ARS is USDA's principal intramural scientific research agency, and this research supports the USDA goal of promoting international food security.
To move from plant to plant, some viruses, such as potato leafroll virus, need to stay in the infected plant's phloem tissues so they can be ingested by a feeding aphid. Once inside the aphid, the virus must pass through the insect's gut and salivary tissues before it can be passed into another plant by the aphid.
To complete that journey, viruses need to assemble into larger packages known as virions. Each virus species is very particular and can only be transmitted by a few species of aphids. The researchers believe the outside shape or topology of the virion plays a major role in that specificity, determining whether a virus will move through the aphid and infect a plant.
A minor structural protein of these viruses that extends from the shell of the virion is instrumental in guiding the virion on its journey through the insect and through the plant. But until now, there has been no information about these structural proteins, and such information is crucial to developing new ways of disrupting how they work.
In tests with potato leafroll virus, the researchers used protein interaction reporter (PIR) technology, a tool developed in Bruce's lab to study protein interactions.
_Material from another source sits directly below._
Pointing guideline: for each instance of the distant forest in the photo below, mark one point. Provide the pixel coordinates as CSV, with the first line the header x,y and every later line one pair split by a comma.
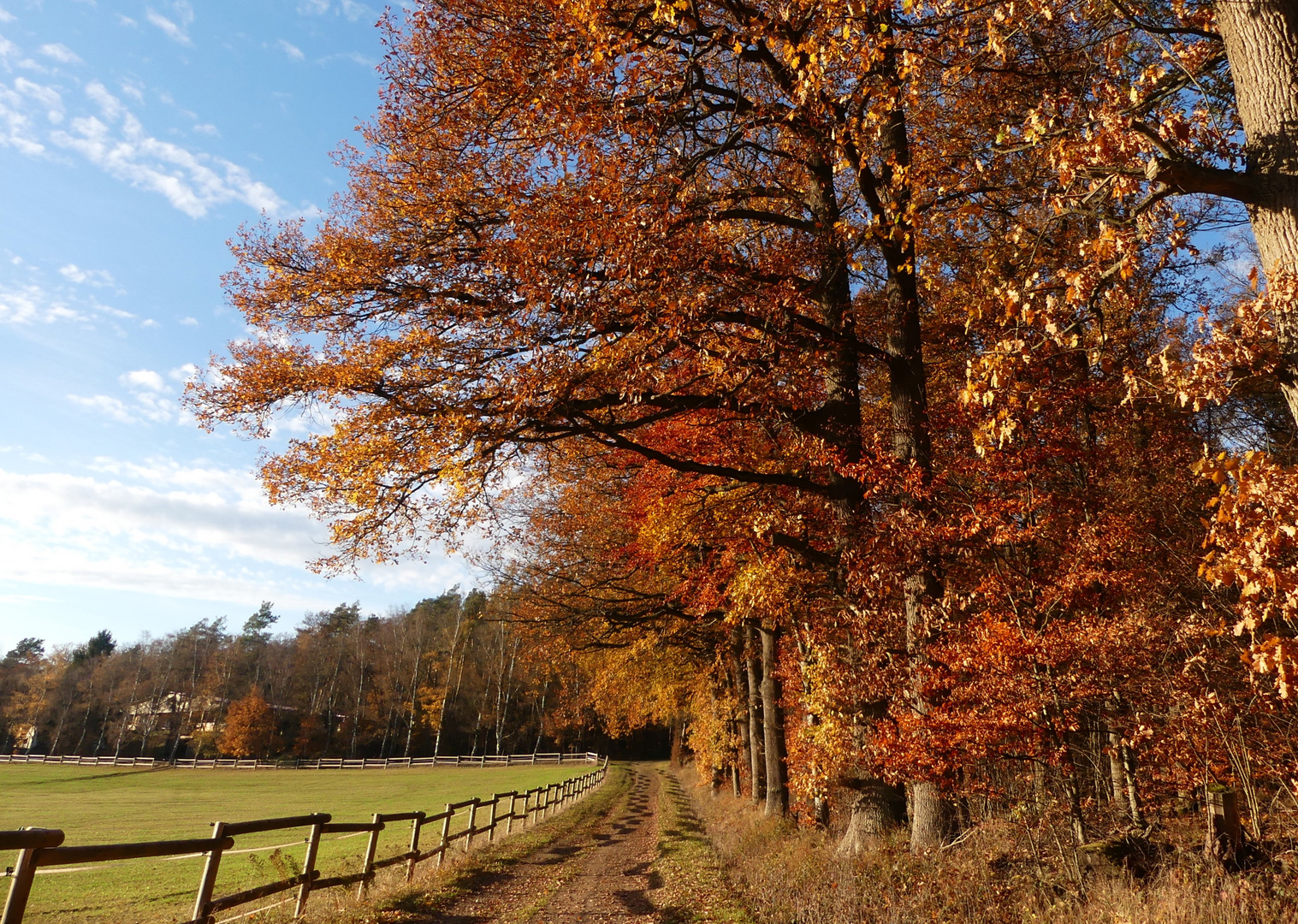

Researchers there developed a unique set of chemical compounds, or PIR cross-linkers, which could interact with the structural proteins, allowing scientists to capture a molecular snapshot of them.
Coupled to high-resolution mass spectrometry, the advanced molecular design of the PIR cross-linkers also allowed the scientists to visualize critical topological features of the virion for the first time. The results, described in a paper in the Journal of Proteome Research, represent a new technology that can take measurements of insect and plant-virus protein interactions in living cells.
The researchers have so far focused on luteoviruses spread by aphids. But the technology could one day be used to study other insect-transmitted plant viruses and animal-infecting viruses now difficult to study with traditional methods.